Sydney Brenner, building on the oft-used analogy that the human genome data resemble the names and addresses found in a phone book’s white pages, says all of these proteomics research efforts are attempting to compile yellow pages. “It’s classification: we’re trying to find all the plumbers,” says Brenner. But he emphasizes that a true “global understanding” of the proteome will require much more. “We have to begin thinking about getting beyond the mere lists and the interactions,” says Brenner. “That’s as opaque as the original data. That’s going to be the critical thing for biology. And it’s not going to happen overnight.”

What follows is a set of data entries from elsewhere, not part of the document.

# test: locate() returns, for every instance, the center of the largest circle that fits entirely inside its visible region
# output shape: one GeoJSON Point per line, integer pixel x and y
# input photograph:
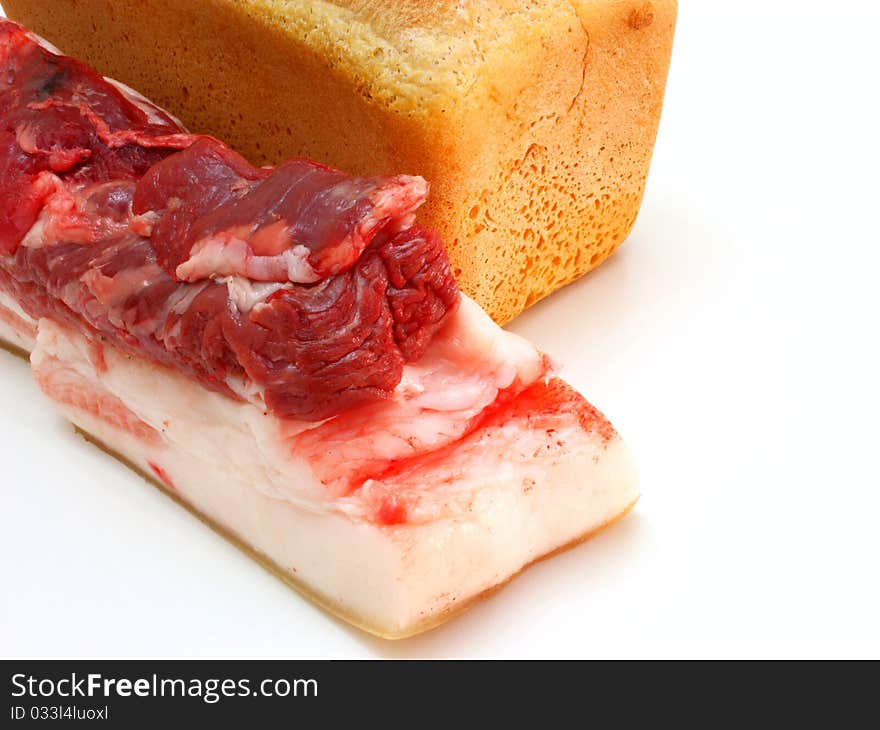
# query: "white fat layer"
{"type": "Point", "coordinates": [141, 102]}
{"type": "Point", "coordinates": [10, 334]}
{"type": "Point", "coordinates": [246, 294]}
{"type": "Point", "coordinates": [218, 455]}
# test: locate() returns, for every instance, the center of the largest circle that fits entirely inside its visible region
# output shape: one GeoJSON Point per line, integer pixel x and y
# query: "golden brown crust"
{"type": "Point", "coordinates": [534, 121]}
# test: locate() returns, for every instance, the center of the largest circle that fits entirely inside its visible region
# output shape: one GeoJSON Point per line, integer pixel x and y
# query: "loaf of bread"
{"type": "Point", "coordinates": [534, 120]}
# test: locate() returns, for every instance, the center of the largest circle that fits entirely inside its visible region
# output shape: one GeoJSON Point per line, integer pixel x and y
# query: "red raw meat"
{"type": "Point", "coordinates": [114, 217]}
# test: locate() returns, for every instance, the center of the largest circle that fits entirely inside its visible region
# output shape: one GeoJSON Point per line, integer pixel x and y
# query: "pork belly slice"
{"type": "Point", "coordinates": [286, 352]}
{"type": "Point", "coordinates": [407, 549]}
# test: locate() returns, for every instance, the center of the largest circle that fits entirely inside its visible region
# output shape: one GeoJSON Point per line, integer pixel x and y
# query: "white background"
{"type": "Point", "coordinates": [733, 341]}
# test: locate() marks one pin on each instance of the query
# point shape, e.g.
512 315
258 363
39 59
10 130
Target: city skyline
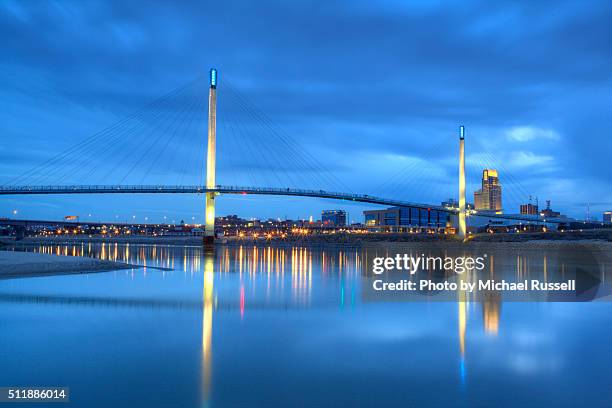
54 97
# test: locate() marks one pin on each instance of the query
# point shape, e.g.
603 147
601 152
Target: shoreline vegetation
352 240
17 264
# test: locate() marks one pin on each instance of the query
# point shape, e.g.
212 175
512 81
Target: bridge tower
209 229
462 228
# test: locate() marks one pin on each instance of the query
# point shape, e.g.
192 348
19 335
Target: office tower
489 196
335 218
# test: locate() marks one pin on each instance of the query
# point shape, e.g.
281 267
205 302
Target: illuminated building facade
402 219
548 212
489 197
335 218
529 209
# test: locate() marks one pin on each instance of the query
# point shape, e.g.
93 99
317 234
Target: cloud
529 159
530 133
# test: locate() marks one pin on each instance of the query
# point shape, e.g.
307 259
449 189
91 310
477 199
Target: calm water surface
289 327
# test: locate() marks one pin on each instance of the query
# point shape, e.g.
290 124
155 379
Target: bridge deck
197 189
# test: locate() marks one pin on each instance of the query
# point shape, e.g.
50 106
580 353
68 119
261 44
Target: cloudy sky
373 91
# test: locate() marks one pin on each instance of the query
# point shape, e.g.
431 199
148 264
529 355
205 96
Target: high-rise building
529 209
548 212
335 218
489 196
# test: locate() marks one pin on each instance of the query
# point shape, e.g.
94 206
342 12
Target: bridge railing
365 198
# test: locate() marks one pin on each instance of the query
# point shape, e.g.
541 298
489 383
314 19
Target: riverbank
15 264
343 240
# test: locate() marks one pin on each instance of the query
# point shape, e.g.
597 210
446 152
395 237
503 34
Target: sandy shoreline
16 264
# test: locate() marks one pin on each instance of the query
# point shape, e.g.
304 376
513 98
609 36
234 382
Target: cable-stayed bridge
164 141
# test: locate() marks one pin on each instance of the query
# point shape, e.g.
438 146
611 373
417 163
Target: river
280 327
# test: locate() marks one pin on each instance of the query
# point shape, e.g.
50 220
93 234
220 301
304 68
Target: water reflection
239 280
207 317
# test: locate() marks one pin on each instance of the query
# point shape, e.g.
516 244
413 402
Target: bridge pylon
462 227
209 229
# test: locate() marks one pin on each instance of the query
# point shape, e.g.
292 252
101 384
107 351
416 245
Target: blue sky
368 88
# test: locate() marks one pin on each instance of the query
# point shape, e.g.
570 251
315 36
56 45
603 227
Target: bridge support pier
209 229
462 227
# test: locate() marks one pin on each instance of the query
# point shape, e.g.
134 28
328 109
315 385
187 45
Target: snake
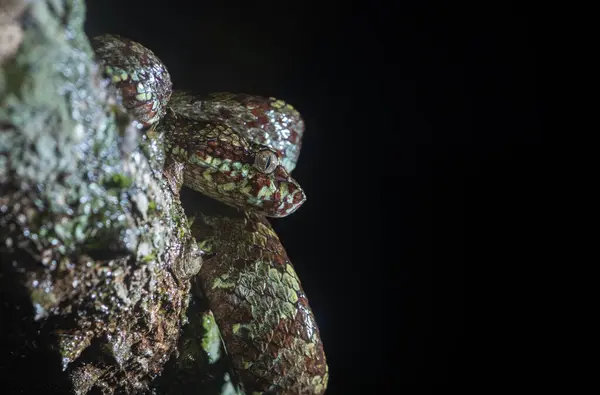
239 151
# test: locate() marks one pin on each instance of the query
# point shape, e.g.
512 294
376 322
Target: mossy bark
96 252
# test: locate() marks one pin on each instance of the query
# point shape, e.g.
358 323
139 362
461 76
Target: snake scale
238 149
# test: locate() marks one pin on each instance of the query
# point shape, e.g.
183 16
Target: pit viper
238 149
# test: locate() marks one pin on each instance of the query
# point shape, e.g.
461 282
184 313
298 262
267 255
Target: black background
420 162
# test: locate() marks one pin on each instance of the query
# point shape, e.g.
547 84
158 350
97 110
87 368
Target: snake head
222 164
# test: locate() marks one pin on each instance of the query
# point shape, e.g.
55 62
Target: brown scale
262 311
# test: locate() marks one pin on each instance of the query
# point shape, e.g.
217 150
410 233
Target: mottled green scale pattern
263 120
211 144
262 311
220 163
142 78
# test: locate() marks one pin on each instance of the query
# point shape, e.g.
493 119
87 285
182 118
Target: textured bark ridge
96 253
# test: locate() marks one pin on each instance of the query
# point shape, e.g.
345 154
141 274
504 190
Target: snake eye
266 161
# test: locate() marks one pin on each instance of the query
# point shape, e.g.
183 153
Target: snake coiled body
238 149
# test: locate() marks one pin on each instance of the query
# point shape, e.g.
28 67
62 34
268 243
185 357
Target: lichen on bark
96 253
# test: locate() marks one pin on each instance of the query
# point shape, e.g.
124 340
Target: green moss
118 181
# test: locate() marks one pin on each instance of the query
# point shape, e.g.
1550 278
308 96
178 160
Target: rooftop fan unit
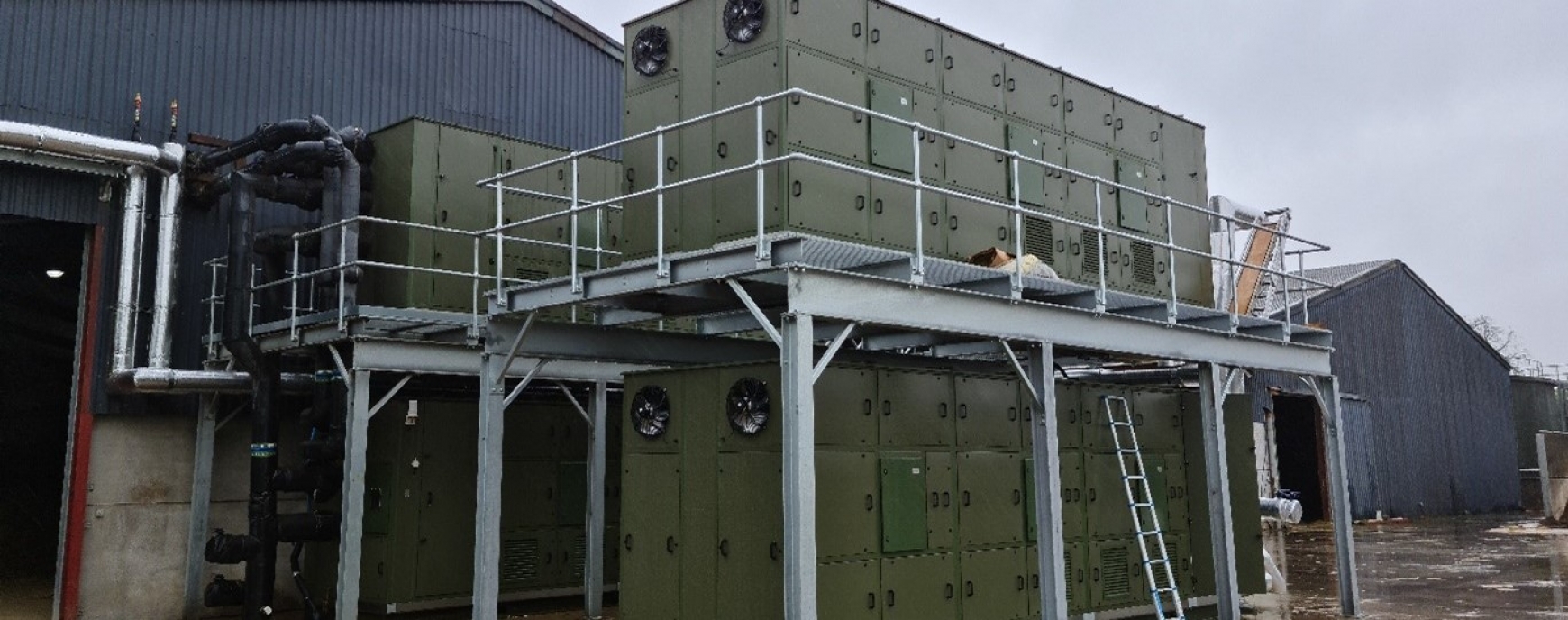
748 406
743 19
651 412
651 50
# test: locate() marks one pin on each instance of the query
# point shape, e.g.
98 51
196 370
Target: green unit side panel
972 71
916 408
650 537
892 145
987 413
849 590
1089 112
941 501
995 584
750 537
919 588
989 498
845 406
904 46
847 499
1034 91
904 486
1031 178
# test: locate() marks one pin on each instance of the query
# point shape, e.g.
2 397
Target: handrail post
662 269
1099 230
1018 232
917 266
1170 250
764 255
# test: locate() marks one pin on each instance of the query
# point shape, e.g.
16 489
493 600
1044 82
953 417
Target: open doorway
41 266
1299 440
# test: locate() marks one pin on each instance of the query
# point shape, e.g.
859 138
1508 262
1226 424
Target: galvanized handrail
915 181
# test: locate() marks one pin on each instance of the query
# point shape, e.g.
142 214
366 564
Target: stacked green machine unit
699 55
424 173
419 506
924 501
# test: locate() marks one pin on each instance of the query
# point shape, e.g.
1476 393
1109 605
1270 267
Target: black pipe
260 567
267 137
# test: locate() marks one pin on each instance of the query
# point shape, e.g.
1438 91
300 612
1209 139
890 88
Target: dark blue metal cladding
500 67
1440 402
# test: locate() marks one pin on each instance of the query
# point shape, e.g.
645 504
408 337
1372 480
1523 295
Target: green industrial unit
419 506
705 55
424 173
924 495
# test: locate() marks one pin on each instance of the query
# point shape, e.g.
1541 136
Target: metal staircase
1145 516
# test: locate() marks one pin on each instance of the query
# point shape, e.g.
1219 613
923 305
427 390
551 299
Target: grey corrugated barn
1435 425
523 68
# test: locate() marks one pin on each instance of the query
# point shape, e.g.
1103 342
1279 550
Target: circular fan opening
743 19
748 406
651 50
651 412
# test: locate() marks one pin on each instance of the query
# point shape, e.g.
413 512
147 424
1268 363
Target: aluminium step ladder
1145 516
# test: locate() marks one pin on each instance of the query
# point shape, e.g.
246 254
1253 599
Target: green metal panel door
972 71
642 167
892 217
446 520
970 167
847 406
1031 178
989 498
650 543
833 27
987 413
1137 129
1032 91
847 499
828 201
849 590
919 588
916 408
824 127
1109 514
1114 573
941 510
1089 112
995 584
902 46
892 145
729 382
750 535
904 501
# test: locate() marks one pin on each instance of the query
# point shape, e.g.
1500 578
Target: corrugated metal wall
1537 406
500 67
1441 419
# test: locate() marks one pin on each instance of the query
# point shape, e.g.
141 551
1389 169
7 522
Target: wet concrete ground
1465 567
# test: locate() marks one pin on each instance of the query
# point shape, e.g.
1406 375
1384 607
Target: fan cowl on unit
743 19
651 50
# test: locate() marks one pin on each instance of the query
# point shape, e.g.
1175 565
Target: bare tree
1506 342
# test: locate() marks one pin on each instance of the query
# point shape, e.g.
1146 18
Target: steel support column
488 490
1048 484
1222 531
1326 393
201 504
800 468
593 565
356 437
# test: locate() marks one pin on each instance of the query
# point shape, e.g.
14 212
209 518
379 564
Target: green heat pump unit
424 173
705 55
419 506
924 495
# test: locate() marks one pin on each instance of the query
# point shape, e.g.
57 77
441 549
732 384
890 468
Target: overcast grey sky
1434 132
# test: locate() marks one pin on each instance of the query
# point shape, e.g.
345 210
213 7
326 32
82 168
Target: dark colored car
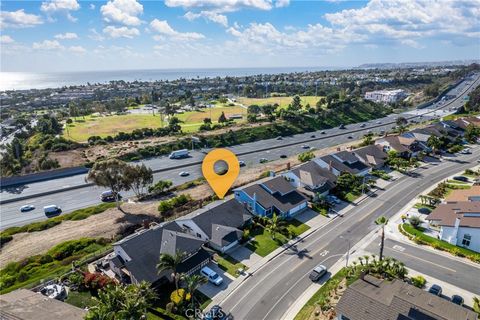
317 272
457 299
435 289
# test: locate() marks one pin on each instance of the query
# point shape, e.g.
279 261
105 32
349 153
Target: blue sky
71 35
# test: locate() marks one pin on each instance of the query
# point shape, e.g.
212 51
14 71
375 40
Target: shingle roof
282 203
312 174
446 214
144 249
279 184
372 298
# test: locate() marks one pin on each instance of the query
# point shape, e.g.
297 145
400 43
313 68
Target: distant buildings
386 96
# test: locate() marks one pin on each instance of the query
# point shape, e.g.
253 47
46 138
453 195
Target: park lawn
263 244
283 102
109 125
229 264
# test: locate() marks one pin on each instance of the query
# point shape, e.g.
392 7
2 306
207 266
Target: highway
86 195
273 288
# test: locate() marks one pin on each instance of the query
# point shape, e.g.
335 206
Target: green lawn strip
263 244
76 215
54 263
438 244
229 264
80 299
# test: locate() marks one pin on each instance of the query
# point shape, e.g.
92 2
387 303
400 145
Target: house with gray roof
276 195
218 223
343 161
135 257
311 179
372 298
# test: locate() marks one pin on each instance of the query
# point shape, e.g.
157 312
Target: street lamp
348 251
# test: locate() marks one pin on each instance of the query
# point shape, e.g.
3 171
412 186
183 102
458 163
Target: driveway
245 256
211 290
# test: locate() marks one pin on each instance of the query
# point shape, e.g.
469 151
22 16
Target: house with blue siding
276 195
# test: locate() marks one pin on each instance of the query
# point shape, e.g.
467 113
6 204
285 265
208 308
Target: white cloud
18 19
4 39
208 15
282 3
48 45
53 6
165 30
77 49
66 35
121 32
122 11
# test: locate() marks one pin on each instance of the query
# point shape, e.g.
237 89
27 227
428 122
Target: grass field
81 129
283 102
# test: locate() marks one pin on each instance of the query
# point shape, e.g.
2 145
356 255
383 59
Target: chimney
146 224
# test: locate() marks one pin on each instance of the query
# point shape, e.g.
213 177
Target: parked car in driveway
28 207
435 289
211 275
317 272
457 299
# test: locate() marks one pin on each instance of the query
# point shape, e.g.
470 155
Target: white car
27 207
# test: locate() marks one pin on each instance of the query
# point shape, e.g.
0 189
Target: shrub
419 281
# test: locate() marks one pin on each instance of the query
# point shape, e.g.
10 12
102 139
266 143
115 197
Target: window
466 240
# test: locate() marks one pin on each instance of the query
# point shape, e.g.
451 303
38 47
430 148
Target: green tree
110 174
382 221
171 262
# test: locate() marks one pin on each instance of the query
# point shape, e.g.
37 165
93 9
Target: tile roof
283 203
446 214
372 298
279 184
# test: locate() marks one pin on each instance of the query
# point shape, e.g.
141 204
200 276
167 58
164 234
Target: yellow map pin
220 183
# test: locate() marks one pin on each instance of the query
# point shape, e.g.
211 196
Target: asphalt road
70 200
429 263
270 291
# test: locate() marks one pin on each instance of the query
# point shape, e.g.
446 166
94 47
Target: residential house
405 147
372 298
343 161
372 155
217 223
276 195
459 223
311 179
135 257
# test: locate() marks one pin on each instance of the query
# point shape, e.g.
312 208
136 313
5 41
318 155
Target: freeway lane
273 288
430 263
87 196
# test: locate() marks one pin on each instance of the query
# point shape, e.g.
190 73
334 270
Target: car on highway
457 299
318 272
211 275
460 178
26 208
435 289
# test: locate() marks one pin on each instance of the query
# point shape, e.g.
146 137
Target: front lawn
263 244
227 263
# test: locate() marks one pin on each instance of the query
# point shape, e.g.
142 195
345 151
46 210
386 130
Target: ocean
27 80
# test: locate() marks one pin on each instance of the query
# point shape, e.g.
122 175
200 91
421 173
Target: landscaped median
419 237
80 214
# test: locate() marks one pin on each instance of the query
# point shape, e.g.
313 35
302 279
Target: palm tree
276 225
171 262
382 221
192 283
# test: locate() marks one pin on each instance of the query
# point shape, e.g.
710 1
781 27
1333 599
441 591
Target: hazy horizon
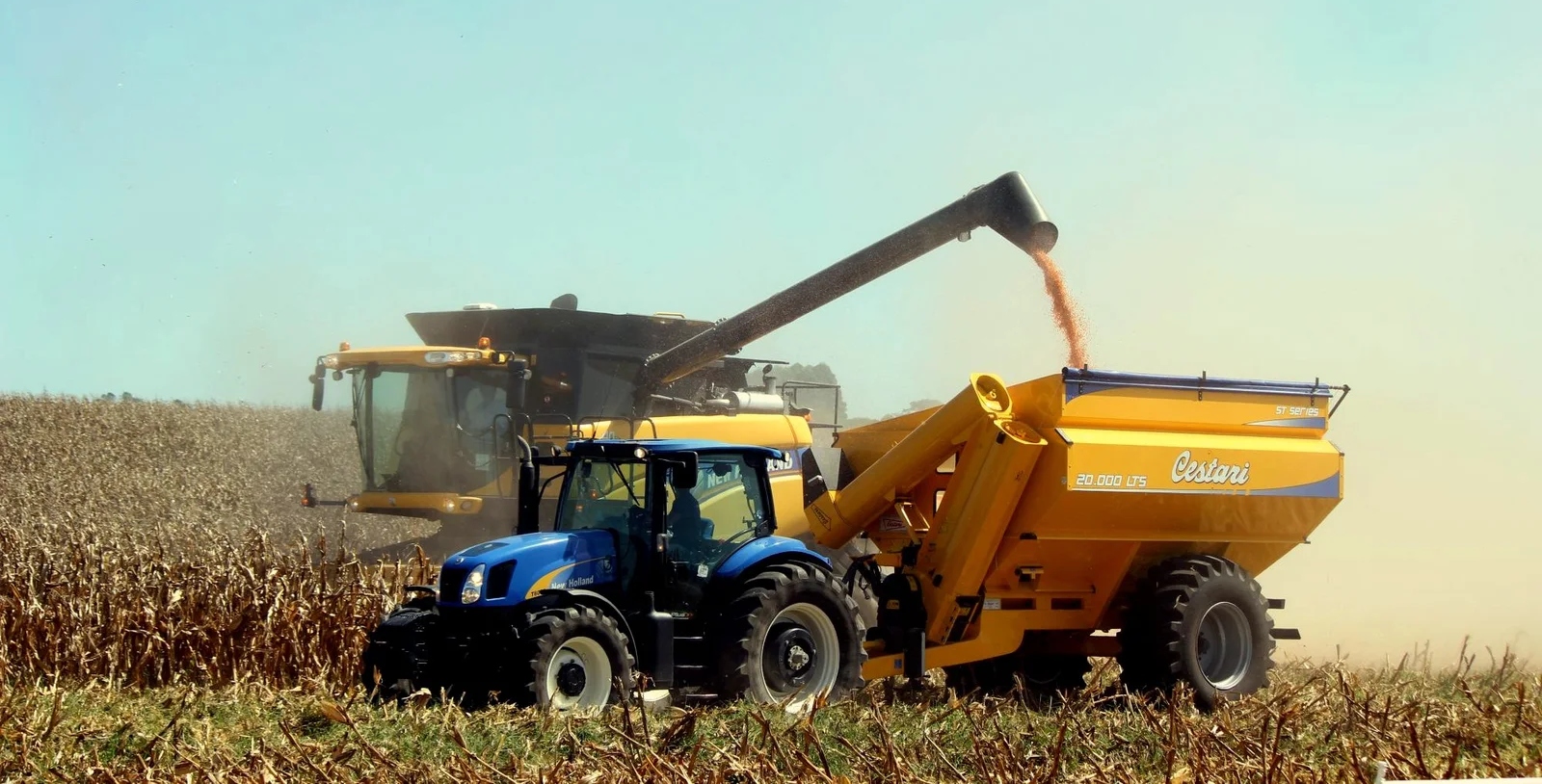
197 200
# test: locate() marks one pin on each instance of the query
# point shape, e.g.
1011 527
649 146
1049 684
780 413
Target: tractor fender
765 552
598 601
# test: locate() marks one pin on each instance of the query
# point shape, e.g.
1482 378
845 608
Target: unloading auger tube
1004 203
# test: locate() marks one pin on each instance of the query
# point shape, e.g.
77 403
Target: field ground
1317 722
170 614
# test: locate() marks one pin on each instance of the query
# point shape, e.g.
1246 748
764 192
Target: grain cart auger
1024 522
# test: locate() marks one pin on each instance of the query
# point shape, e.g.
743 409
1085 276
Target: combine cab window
426 431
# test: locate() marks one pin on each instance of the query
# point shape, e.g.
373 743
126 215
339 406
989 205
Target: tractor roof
611 447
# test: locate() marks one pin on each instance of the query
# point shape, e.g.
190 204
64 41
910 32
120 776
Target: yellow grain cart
1022 524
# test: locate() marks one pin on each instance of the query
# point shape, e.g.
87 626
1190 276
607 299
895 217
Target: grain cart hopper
1022 524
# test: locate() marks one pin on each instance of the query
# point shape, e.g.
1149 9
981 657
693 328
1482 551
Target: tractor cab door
724 509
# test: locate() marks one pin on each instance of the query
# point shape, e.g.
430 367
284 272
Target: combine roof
528 330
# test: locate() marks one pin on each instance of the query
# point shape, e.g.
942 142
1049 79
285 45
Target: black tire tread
1151 641
760 598
547 629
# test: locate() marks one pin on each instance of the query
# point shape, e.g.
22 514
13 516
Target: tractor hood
518 567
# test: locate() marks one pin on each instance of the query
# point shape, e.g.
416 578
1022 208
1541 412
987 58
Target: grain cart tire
790 635
1200 619
578 660
393 663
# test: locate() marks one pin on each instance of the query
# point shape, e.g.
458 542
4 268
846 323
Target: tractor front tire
791 637
578 660
1202 619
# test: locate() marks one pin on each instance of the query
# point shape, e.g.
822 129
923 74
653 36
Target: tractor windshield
605 493
423 430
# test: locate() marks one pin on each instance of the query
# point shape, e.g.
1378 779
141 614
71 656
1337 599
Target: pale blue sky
197 199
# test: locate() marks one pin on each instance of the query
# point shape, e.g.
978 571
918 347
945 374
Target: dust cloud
1068 316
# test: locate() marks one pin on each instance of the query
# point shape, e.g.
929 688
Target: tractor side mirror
318 387
514 393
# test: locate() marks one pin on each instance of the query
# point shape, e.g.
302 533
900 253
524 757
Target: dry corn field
170 614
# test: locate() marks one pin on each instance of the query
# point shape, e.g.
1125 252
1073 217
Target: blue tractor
662 573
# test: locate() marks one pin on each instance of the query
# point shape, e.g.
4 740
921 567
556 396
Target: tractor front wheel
790 637
1200 619
578 660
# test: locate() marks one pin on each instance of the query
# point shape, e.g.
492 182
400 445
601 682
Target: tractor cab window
722 511
606 495
609 495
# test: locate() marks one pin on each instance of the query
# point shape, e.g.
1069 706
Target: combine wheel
578 660
393 657
1200 619
793 634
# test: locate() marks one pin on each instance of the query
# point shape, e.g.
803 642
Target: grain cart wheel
791 635
578 660
393 657
1202 619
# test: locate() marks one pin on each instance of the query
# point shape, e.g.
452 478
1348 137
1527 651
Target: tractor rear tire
840 560
578 660
791 635
1202 619
393 665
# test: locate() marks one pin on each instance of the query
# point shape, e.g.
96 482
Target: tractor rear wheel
791 635
578 660
1202 619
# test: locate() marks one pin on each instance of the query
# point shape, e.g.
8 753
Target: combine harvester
1004 534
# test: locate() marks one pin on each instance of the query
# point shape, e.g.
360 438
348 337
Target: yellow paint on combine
413 356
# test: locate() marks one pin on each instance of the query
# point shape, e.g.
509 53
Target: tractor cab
678 509
662 562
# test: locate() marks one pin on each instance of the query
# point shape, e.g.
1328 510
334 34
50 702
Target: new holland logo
775 464
1208 473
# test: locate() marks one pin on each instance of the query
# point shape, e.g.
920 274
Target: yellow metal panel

The University of Geneva’s Hochstrasser similarly sees the task as daunting. “It’s funny when you think about it,” Hochstrasser says. “People have sent a man to the moon. We have the entire human genome sequenced. But we do not know how many proteins we have in blood.” And we may never know. “It’s like the DNA world is finite, but maybe the protein world is infinite,” he says.
So proteomics researchers may never enjoy their version of June 26, 2000, a day where they bask in the glory of heads of state exclaiming over the completion of their “map.” But already, proteomics is revolutionizing the way scientists hunt for new medicines, and given the many diseases for which no good treatments exist, the ultimate payoff could be much larger than crossing a finish line.